# Signs and customer behaviors at vape shops:



## Hooked (30/12/20)

*Signs and customer behaviors at vape shops: Multivariate multilevel model analysis*
https://www.ncbi.nlm.nih.gov/pmc/articles/PMC7752655/
12 Dec. 2020

Follow above link to read the report. 

What I found interesting is that "Male customers were more likely to be seen purchasing e-liquid at the shop than female customers. This finding is consistent with other studies that documented female customers reporting “not feeling confident” inside vape shops, which were viewed as a generally more “masculine” space (Ward et al., 2018)."

I wonder if the same applies here? That a vape shop is a more "masculine" space didn't even occur to me the day that I fumbled my way through a cloud, to inform the very friendly guy behind the counter that I wanted to start vaping!

Reactions: Like 6


----------



## Room Fogger (30/12/20)

Hooked said:


> *Signs and customer behaviors at vape shops: Multivariate multilevel model analysis*
> https://www.ncbi.nlm.nih.gov/pmc/articles/PMC7752655/
> 12 Dec. 2020
> 
> ...


I think it may be more evident or perceived in the US where the report comes from. My favorite shop where I started vaping was initially all male staffed, but that changed quickly and some very knowledgeable ladies joined the team behind the counter.
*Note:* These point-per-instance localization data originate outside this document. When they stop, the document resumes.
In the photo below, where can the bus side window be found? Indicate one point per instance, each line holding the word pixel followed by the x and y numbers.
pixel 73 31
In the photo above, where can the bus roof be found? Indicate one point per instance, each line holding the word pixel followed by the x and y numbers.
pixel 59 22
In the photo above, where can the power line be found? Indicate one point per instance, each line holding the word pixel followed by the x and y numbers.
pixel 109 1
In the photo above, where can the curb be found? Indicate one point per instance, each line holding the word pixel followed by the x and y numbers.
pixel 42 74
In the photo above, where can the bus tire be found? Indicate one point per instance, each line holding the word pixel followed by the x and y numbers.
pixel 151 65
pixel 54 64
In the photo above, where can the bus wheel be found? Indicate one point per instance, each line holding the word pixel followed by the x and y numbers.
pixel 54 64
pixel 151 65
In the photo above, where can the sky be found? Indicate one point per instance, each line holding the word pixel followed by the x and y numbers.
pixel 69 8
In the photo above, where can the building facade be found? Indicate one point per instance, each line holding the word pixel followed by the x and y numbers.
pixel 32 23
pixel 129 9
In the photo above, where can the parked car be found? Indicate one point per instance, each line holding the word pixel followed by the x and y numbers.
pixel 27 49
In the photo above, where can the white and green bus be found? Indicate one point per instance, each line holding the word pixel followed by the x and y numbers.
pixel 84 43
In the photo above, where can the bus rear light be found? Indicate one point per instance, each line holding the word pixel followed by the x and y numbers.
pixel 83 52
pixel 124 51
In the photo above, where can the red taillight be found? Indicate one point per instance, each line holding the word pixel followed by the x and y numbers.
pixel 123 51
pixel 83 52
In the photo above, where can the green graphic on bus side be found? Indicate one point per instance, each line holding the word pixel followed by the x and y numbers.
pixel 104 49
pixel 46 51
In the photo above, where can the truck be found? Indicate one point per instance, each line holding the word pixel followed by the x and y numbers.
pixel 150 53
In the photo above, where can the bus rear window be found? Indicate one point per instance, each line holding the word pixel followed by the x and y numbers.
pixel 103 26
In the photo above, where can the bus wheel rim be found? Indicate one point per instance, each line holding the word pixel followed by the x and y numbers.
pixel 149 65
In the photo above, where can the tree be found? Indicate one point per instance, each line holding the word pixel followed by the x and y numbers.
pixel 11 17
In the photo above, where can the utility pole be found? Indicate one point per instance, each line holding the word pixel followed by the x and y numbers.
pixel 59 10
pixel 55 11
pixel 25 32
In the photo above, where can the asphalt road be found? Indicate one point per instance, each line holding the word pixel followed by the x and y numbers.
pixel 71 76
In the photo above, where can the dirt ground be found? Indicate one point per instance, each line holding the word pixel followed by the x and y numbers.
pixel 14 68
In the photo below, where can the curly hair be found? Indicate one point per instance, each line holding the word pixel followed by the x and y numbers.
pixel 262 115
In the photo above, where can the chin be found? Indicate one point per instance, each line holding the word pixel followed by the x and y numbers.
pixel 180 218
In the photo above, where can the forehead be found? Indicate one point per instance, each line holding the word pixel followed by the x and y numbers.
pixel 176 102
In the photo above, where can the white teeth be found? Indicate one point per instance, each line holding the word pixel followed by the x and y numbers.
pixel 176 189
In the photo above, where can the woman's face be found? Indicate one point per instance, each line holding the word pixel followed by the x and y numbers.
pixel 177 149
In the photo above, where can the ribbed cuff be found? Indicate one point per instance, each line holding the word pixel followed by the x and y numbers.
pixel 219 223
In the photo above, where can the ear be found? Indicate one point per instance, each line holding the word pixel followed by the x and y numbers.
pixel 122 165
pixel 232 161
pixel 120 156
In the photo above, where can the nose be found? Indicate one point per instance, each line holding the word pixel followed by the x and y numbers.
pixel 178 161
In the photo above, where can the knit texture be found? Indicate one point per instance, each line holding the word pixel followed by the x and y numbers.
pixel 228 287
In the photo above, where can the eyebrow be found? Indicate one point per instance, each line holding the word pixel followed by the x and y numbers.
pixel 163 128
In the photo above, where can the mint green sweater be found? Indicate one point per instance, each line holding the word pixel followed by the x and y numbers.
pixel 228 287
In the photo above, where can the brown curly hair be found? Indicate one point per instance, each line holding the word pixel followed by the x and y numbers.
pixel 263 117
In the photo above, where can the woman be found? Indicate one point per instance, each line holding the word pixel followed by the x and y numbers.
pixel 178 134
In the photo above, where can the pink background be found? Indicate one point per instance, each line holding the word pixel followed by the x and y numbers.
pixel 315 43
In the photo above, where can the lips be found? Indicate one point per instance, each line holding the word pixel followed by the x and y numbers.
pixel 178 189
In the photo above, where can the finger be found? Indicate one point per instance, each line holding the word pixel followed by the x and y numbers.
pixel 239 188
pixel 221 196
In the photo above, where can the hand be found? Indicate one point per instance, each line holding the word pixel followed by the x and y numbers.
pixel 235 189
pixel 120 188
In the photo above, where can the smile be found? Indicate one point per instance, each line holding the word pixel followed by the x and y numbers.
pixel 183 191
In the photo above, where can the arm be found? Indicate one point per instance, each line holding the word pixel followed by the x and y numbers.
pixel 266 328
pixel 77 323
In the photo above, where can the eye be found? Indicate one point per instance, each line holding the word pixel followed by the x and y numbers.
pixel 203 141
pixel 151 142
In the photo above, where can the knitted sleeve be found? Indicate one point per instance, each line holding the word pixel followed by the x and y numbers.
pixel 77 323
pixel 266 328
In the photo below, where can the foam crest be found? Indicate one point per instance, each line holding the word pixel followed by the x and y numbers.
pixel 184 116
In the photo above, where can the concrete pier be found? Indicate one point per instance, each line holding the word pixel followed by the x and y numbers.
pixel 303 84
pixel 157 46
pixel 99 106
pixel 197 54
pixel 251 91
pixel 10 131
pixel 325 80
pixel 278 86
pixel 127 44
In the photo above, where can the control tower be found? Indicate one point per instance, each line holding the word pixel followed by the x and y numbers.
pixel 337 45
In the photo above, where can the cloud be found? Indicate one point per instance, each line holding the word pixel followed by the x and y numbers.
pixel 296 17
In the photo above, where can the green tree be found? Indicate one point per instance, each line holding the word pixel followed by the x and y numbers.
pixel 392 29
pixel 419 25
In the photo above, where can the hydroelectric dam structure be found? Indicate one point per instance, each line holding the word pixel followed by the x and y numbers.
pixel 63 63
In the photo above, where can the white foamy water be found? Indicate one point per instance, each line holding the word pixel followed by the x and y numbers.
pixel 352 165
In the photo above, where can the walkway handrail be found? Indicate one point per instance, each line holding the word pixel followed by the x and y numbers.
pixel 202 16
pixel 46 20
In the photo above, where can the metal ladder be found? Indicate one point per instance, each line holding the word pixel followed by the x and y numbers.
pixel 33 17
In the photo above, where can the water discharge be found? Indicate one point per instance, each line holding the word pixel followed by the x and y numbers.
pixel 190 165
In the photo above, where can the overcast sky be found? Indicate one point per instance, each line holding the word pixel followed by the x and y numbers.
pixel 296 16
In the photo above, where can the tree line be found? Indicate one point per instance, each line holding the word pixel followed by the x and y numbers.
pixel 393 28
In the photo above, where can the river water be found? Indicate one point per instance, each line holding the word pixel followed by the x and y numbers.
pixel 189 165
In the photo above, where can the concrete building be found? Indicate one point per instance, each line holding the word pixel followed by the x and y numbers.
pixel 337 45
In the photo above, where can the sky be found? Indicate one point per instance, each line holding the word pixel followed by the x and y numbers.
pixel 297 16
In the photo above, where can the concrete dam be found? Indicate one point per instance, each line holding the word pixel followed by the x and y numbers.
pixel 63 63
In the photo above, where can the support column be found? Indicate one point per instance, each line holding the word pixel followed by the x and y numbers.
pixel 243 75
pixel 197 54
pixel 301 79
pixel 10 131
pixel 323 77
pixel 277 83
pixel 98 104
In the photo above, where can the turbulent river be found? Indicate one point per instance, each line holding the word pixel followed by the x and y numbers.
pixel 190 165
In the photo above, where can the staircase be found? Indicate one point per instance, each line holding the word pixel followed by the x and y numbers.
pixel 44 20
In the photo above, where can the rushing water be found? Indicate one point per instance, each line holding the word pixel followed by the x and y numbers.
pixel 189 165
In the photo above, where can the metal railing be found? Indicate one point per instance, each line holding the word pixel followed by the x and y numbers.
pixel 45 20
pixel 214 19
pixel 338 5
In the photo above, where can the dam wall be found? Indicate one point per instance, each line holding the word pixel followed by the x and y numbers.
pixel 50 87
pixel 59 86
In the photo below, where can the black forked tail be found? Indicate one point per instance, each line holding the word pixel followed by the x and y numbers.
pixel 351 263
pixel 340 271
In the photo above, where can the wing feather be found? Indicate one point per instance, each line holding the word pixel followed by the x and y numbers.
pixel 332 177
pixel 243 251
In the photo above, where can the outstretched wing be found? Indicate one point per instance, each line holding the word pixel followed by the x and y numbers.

And lots of ladies walked in and were treated no different to anyone else, no matter what they came to look at or purchase, and there was always a well known lady who actually calls herself the “ real boss “ making sure all went as it should, and no one got too much out of hand, even in friendly banter, that hottest sucker in the world episode springs to mind as well.

Reactions: Like 5


----------